ME. Well professor, attacks in Paris and other recent terrorist events have caused a pause for serious and critical thinking in the midst of a fall campaign silly season. It raises memories of September 11, 2001 in New York. On another level, it raises questions about the responses by the U.S. and our allies in how to cultivate a safer world.  We have had all sorts of reactions ranging from “bomb the hell out of them” to “open the refugee flood gates.” Is there a more reasoned approach to the policy question: “What should be the role of U.S. policy in addressing global terrorism?” Questions also emerge regarding the implications for global peace, the global economy, trade, agriculture and energy.  

BF. The global terrorism attacks remind us that we live in an interconnected world where anyone, anywhere can communicate globally to anyone else who will listen.

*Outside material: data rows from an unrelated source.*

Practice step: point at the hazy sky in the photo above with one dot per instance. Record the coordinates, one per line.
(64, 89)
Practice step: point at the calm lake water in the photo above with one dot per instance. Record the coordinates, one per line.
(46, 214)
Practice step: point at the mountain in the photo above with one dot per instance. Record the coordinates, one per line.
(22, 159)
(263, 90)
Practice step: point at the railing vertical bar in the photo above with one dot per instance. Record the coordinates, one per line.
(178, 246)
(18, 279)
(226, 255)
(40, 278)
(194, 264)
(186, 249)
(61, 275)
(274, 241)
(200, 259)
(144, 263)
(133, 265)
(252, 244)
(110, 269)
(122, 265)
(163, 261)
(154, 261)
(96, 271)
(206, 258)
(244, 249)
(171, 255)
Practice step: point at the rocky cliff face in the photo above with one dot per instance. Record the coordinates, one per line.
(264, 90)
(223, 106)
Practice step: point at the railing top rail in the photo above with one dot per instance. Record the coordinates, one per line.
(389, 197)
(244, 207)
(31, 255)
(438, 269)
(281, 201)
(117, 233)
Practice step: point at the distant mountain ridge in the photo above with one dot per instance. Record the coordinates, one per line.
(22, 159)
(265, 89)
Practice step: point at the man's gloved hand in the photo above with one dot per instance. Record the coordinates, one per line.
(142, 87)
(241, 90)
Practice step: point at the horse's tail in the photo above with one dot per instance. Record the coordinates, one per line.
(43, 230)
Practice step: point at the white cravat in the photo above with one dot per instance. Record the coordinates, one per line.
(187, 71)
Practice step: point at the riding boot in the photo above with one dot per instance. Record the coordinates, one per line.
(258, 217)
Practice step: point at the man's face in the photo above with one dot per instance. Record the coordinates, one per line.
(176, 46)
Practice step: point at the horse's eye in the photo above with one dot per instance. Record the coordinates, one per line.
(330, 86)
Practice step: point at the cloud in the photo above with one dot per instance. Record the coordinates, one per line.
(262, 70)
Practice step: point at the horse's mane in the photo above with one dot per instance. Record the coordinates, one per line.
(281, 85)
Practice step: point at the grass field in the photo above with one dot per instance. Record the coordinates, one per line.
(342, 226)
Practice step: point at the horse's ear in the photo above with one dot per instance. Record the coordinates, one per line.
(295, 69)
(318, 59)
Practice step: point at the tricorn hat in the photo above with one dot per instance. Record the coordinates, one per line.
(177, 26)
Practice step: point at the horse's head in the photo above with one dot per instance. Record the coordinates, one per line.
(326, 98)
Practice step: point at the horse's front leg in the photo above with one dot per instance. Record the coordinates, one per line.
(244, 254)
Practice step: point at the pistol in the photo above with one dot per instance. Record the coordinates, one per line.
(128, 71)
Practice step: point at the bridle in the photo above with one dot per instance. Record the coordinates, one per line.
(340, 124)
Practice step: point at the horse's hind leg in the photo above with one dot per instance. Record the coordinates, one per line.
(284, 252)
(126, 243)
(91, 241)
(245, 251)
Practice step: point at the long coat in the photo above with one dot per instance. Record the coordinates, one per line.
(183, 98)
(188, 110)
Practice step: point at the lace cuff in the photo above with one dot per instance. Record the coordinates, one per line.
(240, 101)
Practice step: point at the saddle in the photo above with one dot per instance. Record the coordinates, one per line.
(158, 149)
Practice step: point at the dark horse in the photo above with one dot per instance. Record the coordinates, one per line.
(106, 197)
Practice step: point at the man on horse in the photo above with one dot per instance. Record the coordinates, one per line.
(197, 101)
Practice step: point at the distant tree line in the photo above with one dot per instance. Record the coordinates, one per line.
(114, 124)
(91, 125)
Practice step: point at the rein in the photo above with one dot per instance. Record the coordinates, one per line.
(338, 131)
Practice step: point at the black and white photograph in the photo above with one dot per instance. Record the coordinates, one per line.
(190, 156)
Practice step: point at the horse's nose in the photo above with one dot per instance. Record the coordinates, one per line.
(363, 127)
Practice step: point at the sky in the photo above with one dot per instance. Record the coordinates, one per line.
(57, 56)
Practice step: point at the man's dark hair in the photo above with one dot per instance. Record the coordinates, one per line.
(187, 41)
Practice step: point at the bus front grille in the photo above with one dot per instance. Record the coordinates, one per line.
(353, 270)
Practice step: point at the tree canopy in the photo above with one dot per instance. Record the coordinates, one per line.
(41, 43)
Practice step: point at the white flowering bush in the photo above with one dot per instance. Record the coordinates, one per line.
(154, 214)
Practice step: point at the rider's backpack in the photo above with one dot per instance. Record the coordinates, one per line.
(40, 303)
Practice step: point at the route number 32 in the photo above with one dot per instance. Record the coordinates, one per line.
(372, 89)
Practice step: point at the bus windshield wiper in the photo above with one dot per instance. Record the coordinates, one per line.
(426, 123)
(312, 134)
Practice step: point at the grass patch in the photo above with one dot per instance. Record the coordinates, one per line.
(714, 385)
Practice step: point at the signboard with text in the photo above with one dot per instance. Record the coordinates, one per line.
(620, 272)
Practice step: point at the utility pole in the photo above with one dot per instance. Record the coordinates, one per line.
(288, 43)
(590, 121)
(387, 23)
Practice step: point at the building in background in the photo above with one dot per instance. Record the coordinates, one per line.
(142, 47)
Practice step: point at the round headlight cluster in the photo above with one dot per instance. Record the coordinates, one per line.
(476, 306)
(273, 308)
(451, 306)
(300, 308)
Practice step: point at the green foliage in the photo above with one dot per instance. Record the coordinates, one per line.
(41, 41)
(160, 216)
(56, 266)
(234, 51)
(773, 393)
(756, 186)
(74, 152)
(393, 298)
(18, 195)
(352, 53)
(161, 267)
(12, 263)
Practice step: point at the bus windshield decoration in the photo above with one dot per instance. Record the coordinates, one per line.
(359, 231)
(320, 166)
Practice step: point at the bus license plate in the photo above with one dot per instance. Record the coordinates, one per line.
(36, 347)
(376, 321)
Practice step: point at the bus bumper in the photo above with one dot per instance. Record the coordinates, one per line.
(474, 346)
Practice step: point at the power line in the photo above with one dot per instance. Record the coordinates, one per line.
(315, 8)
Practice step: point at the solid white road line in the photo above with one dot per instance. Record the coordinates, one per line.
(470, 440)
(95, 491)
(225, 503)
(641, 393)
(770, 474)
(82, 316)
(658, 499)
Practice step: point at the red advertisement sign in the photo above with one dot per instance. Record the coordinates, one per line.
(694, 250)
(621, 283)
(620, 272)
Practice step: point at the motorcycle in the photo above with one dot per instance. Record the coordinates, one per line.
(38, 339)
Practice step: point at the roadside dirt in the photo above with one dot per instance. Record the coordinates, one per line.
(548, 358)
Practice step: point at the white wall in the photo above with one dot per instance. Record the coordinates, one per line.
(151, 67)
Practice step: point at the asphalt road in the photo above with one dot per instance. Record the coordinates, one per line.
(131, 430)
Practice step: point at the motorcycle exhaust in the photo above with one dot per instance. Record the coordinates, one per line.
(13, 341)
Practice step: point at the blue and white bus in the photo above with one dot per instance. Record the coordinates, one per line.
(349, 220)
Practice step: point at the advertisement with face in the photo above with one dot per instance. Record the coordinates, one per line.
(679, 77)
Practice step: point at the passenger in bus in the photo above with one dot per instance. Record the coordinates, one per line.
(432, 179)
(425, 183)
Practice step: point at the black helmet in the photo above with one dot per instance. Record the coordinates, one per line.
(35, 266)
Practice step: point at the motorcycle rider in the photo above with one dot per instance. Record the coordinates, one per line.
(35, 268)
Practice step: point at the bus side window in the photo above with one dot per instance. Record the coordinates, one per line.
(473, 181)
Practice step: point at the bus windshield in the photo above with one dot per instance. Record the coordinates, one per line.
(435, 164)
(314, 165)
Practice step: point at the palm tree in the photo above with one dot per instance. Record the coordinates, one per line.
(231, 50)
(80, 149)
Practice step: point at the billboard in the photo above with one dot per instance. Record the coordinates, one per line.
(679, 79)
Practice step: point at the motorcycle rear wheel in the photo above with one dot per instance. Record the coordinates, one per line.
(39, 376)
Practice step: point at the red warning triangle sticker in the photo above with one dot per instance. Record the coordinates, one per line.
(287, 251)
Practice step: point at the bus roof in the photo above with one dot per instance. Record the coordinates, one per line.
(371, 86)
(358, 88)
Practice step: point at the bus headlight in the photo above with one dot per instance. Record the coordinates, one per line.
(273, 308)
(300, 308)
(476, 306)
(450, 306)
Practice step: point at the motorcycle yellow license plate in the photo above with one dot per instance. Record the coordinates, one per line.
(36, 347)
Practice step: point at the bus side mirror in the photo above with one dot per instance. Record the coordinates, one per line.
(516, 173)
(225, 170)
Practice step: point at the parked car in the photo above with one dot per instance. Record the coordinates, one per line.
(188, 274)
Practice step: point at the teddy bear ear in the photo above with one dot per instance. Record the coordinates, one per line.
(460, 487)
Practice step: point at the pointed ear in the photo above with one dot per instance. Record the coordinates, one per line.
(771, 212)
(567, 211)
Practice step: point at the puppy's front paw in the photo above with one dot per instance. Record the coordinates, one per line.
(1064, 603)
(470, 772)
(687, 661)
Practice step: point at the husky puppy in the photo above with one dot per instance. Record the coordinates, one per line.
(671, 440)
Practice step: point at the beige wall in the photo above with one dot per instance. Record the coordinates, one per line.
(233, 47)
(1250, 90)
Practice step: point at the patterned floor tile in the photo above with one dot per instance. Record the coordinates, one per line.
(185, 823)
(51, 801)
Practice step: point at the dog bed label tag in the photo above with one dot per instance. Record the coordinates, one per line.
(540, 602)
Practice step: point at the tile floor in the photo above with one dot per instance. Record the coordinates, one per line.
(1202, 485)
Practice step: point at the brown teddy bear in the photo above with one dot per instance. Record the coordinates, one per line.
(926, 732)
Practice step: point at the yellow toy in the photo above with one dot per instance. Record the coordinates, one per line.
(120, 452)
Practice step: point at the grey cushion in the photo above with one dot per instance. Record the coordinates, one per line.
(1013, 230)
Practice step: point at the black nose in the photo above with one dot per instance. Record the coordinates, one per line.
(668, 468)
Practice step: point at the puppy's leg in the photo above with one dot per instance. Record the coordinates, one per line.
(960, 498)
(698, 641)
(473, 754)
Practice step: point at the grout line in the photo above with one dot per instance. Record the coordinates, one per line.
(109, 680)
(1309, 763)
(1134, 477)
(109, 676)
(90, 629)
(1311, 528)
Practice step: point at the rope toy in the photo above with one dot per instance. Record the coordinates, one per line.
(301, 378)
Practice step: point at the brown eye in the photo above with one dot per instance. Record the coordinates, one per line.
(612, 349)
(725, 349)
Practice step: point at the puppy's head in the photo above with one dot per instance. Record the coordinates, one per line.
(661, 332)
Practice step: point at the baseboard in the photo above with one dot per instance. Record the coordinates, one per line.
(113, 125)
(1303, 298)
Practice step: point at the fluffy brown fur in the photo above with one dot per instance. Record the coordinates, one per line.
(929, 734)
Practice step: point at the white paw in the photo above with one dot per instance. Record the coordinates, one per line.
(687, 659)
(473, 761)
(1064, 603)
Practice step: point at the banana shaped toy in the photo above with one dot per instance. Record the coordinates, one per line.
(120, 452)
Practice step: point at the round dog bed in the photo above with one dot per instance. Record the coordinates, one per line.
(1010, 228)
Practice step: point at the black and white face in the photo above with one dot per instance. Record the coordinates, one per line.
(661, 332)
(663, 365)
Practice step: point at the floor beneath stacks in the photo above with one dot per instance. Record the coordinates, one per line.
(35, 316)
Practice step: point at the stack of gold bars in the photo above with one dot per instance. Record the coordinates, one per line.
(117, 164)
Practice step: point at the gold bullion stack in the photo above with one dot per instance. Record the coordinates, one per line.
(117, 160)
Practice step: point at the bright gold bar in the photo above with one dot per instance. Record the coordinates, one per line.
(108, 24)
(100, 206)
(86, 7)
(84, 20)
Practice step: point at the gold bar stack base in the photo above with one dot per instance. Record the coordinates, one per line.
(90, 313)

That wasn’t the case 50 years ago before advent of personal computers, the internet, and iPhone. While new technologies become an instrument of progress and economic growth, they can also become tools for oppression and criminal activity. Those who would challenge western systems of the rule of law domestically and internationally can now become interconnected by communications. Today there are very few areas of the world that are isolated from the geopolitics in the Middle-East. Furthermore, media reports suggest U.S. officials think ISIS takes in about $1 million a day. Smuggling oil from conquered Syrian and Iraqi oil fields is reportedly the largest source. ISIS has looted banks and kidnapped wealthy people for ransom, but these are not as lucrative as they once were. Fundraisers have also solicited donations globally for the extremists in the past, but are now more limited to a few permissive neighboring states, such as Kuwait and Qatar.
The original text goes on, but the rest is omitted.